The National Ignition Facility’s preamplifier module increases the laser energy as it travels to the Target Chamber
US government scientists reportedly produced an energy gain during a fusion reaction for the second time ever, in a possible breakthrough.
  • Humanity could be on the brink of making major progress in multiple areas of science.
  • These are artificial intelligence, room-temperature semiconductors, and nuclear fusion.
  • A lesson from ChatGPT: people get excited by progress when they understand what it means.

Exactly a decade ago at the Milken Institute's annual jamboree in 2013, a discussion among some of Silicon Valley's most powerful figures weighed up a critical question: Where's the good stuff?

Peter Thiel, billionaire investor and panelist at the event, reckoned it was fair to ask if all innovation could offer was iPhones that allow people to send pictures of their cat halfway around the world. Not the most compelling reason to be a techno-optimist, by his estimation. 

It's not a surprising attitude from the man who also said "we wanted flying cars, instead we got 140 characters." 

Happily for Thiel, the good stuff may be coming. But the techies and scientists need to get better at marketing their wares.

Almost anyone who regularly uses the internet will have understood, en masse, the potential of artificial intelligence thanks to OpenAI's release of ChatGPT, a chatbot application that brings the company's underlying GPT-3.5 and GPT-4 large language models (LLM) to life. LLMs have been around for years, but the average consumer only understood their importance when they could see in a tangible way how powerful they can be. That mass understanding has undeniably supercharged the field of AI.

Other equally society-changing discoveries may be on the way, and should provoke as much public excitement.

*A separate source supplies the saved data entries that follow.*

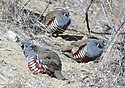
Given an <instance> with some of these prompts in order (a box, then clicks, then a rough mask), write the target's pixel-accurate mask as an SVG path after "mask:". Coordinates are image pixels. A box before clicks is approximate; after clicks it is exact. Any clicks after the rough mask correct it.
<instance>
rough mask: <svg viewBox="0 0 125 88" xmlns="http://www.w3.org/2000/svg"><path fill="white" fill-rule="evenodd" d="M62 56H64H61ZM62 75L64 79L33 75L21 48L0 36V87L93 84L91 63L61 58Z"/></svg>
mask: <svg viewBox="0 0 125 88" xmlns="http://www.w3.org/2000/svg"><path fill="white" fill-rule="evenodd" d="M63 57H64V56H63ZM63 59H65V60H62V64H63V67H62V68H63V70H62V73H63V75H64V76H65V77H66V78H67V79H68V80H66V81H62V80H58V79H55V78H51V77H49V76H47V75H41V74H39V75H33V74H32V73H31V72H30V71H29V70H28V68H27V61H26V59H25V57H24V56H23V53H22V51H21V48H20V46H19V45H18V44H16V43H15V42H10V41H8V40H6V39H5V38H2V36H1V37H0V87H4V86H8V87H9V88H10V85H11V86H12V87H11V88H13V86H18V87H19V88H20V86H21V87H22V88H43V87H45V88H83V87H87V86H89V85H93V83H91V82H90V80H89V79H90V77H89V75H91V74H92V72H91V71H92V68H91V67H90V66H91V64H93V63H88V64H78V63H76V62H72V61H71V60H68V59H69V58H66V57H65V58H63ZM18 87H17V88H18Z"/></svg>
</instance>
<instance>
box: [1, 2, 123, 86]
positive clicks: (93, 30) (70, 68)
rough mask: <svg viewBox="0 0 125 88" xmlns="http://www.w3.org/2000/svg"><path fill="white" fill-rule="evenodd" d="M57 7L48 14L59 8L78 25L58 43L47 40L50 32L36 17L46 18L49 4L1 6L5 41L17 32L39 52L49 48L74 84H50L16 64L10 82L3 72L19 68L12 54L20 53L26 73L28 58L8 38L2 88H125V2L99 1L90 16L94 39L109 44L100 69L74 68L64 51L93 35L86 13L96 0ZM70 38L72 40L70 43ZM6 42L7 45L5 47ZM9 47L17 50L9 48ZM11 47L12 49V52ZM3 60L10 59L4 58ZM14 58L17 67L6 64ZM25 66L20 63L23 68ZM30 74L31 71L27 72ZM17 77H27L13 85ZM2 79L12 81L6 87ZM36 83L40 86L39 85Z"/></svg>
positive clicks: (105, 50)
mask: <svg viewBox="0 0 125 88" xmlns="http://www.w3.org/2000/svg"><path fill="white" fill-rule="evenodd" d="M51 2H52V3H51V4H50V5H49V7H48V9H47V11H46V12H45V14H46V13H47V12H49V11H52V10H53V9H56V8H67V9H68V10H69V11H70V13H71V16H70V18H71V20H72V23H71V25H70V26H69V29H68V30H67V31H66V32H65V33H64V34H62V35H61V36H59V37H57V38H54V37H52V36H51V35H49V34H47V33H46V31H45V29H44V28H42V27H43V24H41V23H40V22H39V17H36V16H35V15H34V14H32V11H34V12H36V13H40V14H42V13H43V11H44V9H45V8H46V6H47V3H48V1H47V0H0V36H4V37H5V38H7V36H6V32H7V31H8V30H12V31H14V32H15V33H16V34H17V35H18V36H20V37H21V38H28V39H30V40H31V41H33V43H35V44H37V45H39V46H44V47H47V48H49V49H51V50H53V51H55V52H57V53H58V54H59V55H60V57H61V60H62V63H63V73H64V74H65V76H66V77H67V78H68V79H69V80H68V81H66V82H64V81H63V82H62V81H60V80H57V79H51V78H47V77H48V76H47V77H46V76H45V77H43V76H39V77H36V76H35V77H34V76H33V75H31V76H28V75H29V72H28V71H26V72H23V71H24V70H23V69H20V68H21V67H20V66H18V65H19V64H12V65H13V66H14V67H16V69H17V70H14V71H13V72H11V71H10V70H7V71H9V72H8V74H9V76H8V74H7V73H4V70H3V66H5V70H6V69H14V68H13V66H10V65H11V63H16V61H17V60H15V59H13V57H16V56H17V55H13V53H12V52H10V51H11V50H12V51H13V50H14V51H13V52H14V53H15V52H16V53H17V54H20V55H19V56H17V57H20V58H19V61H22V63H24V66H23V67H24V68H25V67H26V62H25V60H24V58H25V57H22V56H23V55H22V56H21V54H22V53H21V50H17V49H20V48H19V46H18V45H17V44H16V43H13V42H9V41H8V40H6V39H4V38H3V37H0V63H1V65H0V67H1V68H0V87H3V88H21V87H22V88H42V87H47V88H57V87H58V88H84V87H85V88H89V87H90V88H91V87H92V88H124V87H125V27H124V23H125V11H124V10H125V0H94V2H93V4H92V6H91V8H90V10H89V23H90V28H91V29H92V30H93V31H94V32H95V33H92V35H93V36H96V37H99V38H103V39H104V40H105V41H106V46H105V50H104V52H103V54H102V56H101V58H100V59H99V61H98V62H97V63H93V62H90V63H87V64H86V63H83V64H78V63H75V62H72V61H71V60H69V59H68V58H66V57H65V56H63V55H62V54H61V49H62V48H63V47H64V46H67V45H69V44H71V43H72V42H74V41H76V40H81V39H84V38H85V36H86V35H87V34H88V33H87V28H86V23H85V22H84V21H85V11H86V8H87V6H88V5H89V3H90V0H52V1H51ZM24 9H28V10H29V11H27V12H26V13H24ZM102 33H103V34H102ZM70 37H72V38H71V39H70ZM82 37H83V38H82ZM4 40H5V42H6V43H4ZM8 43H9V45H10V46H11V45H12V46H11V47H10V46H8ZM11 43H12V44H11ZM6 47H10V48H7V49H6ZM17 47H18V48H17ZM1 52H2V53H1ZM4 52H5V53H4ZM6 53H8V54H6ZM3 54H5V55H4V56H3ZM6 55H8V56H6ZM11 56H13V57H11ZM9 57H11V59H9V60H14V61H9V62H7V61H8V59H5V58H9ZM22 59H23V60H22ZM4 61H5V62H4ZM19 61H18V63H20V62H19ZM9 64H10V65H9ZM73 65H74V66H73ZM25 69H26V70H28V69H27V68H25ZM20 70H21V71H20ZM15 72H17V73H18V74H19V75H21V77H17V78H18V79H13V77H15ZM12 73H14V74H12ZM2 74H4V77H3V76H2ZM6 75H7V76H6ZM42 78H43V79H42ZM2 79H5V80H12V81H11V82H9V81H4V82H3V81H1V80H2ZM29 79H31V80H29ZM47 80H49V81H47ZM31 81H36V82H35V83H34V84H33V82H31ZM39 81H42V82H39ZM45 81H47V82H45ZM40 83H41V84H40ZM39 85H40V86H39ZM56 85H57V86H56Z"/></svg>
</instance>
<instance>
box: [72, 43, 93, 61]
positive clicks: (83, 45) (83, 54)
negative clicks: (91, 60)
mask: <svg viewBox="0 0 125 88" xmlns="http://www.w3.org/2000/svg"><path fill="white" fill-rule="evenodd" d="M84 47H85V45H82V46H80V47H79V49H78V50H77V51H76V52H75V53H72V54H73V57H74V60H76V61H77V62H79V63H82V62H85V63H87V62H89V61H90V60H91V59H90V58H89V57H88V55H87V54H86V52H85V51H84V50H83V48H84Z"/></svg>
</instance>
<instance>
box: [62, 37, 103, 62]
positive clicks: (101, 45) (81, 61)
mask: <svg viewBox="0 0 125 88" xmlns="http://www.w3.org/2000/svg"><path fill="white" fill-rule="evenodd" d="M103 47H104V40H102V39H91V40H89V41H88V42H87V43H84V44H81V45H80V46H79V47H78V48H77V50H74V49H73V48H74V47H68V48H67V49H65V50H62V52H63V53H64V54H65V52H68V53H70V54H65V55H66V56H68V57H71V58H72V59H73V60H75V61H77V62H78V63H83V62H85V63H87V62H89V61H93V60H95V59H97V58H98V57H99V56H101V54H102V52H103Z"/></svg>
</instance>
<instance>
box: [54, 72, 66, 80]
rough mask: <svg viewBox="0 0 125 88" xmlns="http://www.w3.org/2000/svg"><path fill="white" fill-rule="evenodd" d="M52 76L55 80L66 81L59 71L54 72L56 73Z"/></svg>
mask: <svg viewBox="0 0 125 88" xmlns="http://www.w3.org/2000/svg"><path fill="white" fill-rule="evenodd" d="M54 76H55V77H56V78H57V79H60V80H67V79H66V78H65V77H64V76H63V75H62V73H61V71H59V70H56V71H55V72H54Z"/></svg>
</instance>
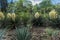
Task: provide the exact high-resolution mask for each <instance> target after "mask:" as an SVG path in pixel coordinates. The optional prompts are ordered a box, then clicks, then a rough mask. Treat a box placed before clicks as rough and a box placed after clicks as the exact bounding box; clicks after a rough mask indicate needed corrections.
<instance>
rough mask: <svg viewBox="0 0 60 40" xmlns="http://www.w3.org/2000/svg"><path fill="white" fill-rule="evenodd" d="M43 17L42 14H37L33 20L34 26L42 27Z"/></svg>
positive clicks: (33, 23)
mask: <svg viewBox="0 0 60 40" xmlns="http://www.w3.org/2000/svg"><path fill="white" fill-rule="evenodd" d="M42 24H43V23H42V15H41V14H40V13H38V12H37V13H35V15H34V18H33V19H32V25H33V26H42Z"/></svg>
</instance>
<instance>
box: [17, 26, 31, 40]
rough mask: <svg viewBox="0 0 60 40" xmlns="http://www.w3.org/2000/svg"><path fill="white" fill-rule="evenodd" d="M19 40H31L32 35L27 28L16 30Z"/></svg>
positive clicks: (22, 28)
mask: <svg viewBox="0 0 60 40" xmlns="http://www.w3.org/2000/svg"><path fill="white" fill-rule="evenodd" d="M16 34H17V40H30V38H31V34H30V32H29V31H28V29H27V28H26V27H24V28H20V29H19V28H16Z"/></svg>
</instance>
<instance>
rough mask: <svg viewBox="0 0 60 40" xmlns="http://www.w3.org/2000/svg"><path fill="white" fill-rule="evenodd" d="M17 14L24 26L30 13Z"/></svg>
mask: <svg viewBox="0 0 60 40" xmlns="http://www.w3.org/2000/svg"><path fill="white" fill-rule="evenodd" d="M19 16H20V20H21V22H22V23H23V24H24V26H26V25H27V23H28V21H29V20H30V18H31V14H29V13H24V12H22V13H20V14H19Z"/></svg>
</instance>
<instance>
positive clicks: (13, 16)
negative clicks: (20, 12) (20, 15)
mask: <svg viewBox="0 0 60 40" xmlns="http://www.w3.org/2000/svg"><path fill="white" fill-rule="evenodd" d="M15 19H16V14H15V13H12V20H13V21H15Z"/></svg>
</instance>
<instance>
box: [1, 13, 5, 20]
mask: <svg viewBox="0 0 60 40" xmlns="http://www.w3.org/2000/svg"><path fill="white" fill-rule="evenodd" d="M4 18H5V15H4V14H3V13H2V12H0V20H4Z"/></svg>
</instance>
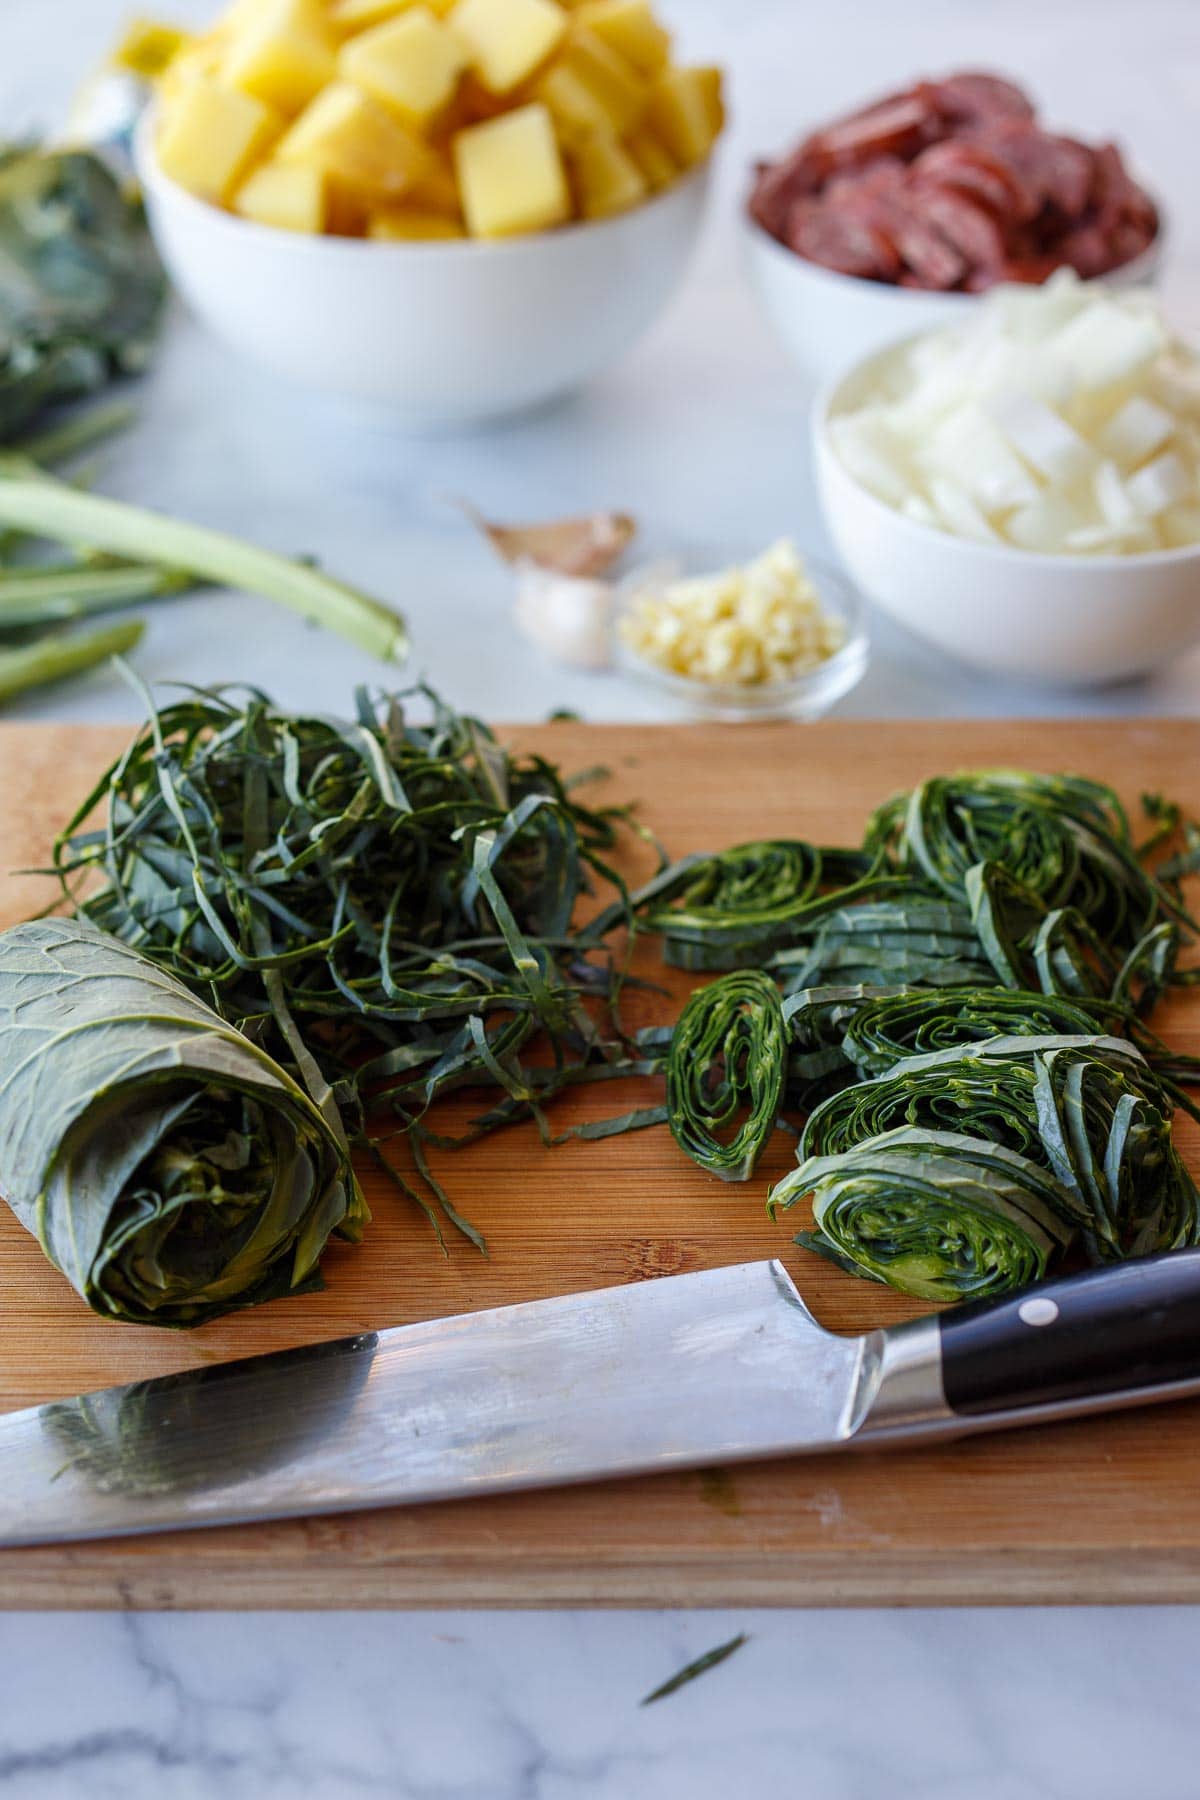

In South Korea last month, researchers declared the discovery of the world's first room-temperature, ambient pressure superconductor – a rock-like material known as LK-99. If real, that could do away with the massive amounts of electrical waste we have today and open, in the view of its original researchers, "a new era for humankind."

Since the findings were not peer-reviewed, the announcement was first met with skepticism. A paper submitted by researchers at the Peking University in Beijing on August 6 suggests the initial excitement may be overblown. Efforts remain underway to replicate a room-temperature superconductor's creation. Still — few people understand the significance of discovering a room-temperature superconductor.

It has also emerged that US scientists have achieved "net energy gain in a fusion reaction" for the second time, per the Financial Times; it adds significant heft to the case made by nuclear-energy advocates who say nuclear is nothing to be scared of and a good source of green energy.

Hard science needs good PR and marketing

OpenAI's chatbot has enjoyed a rare level of popularity. It might take similar efforts to translate hard-science discoveries into tangible benefits for the average human.

Another issue, according to Silicon Valley accelerationist crowd, is apparent fear of progress.

Marc Andreessen, venture capitalist and Thiel's co-panelist at the Milken Institute conference back in 2013, took the view during a recently aired podcast that the world has "bifurcated into two domains" since the 1970s that have split out where progress can and can't be made.

In Andreessen's view, the world of "bits" that constitutes everything from the internet to social media has seen staggering leaps forward, while the world of "atoms" that constitutes things like nuclear energy has been lost to decades of stagnation. 

"If you're in the virtual world it's like wow. It's amazing, everything is spectacular," he said. "The minute you get into a car, the minute you plug something into a wall, the minute you eat food, you're still living in the 1950s."

That stagnation occurs in part, according to Andreessen, because of what happens when a new technology interacts with social systems: "What it does is it threatens to upend the social order," he said on the Hermitix podcast.

Innovations in the atomic world seem to be even more consequential than those of the digital world, in Andreessen's view, saying this is why there were bans on new nuclear power stations in the 1970s in places like California.

The impact of any new technology on society should be thoroughly examined. OpenAI's Sam Altman has been put through the ringer by Congress and other lawmakers globally on AI's potential impact on jobs, misinformation, and potential to sway elections. 

But if Andreessen and his ilk want the general public to get excited by nuclear energy and superconductors, they have the answer in their own backyard in ChatGPT. Humans need to see and understand the benefits of progress for themselves.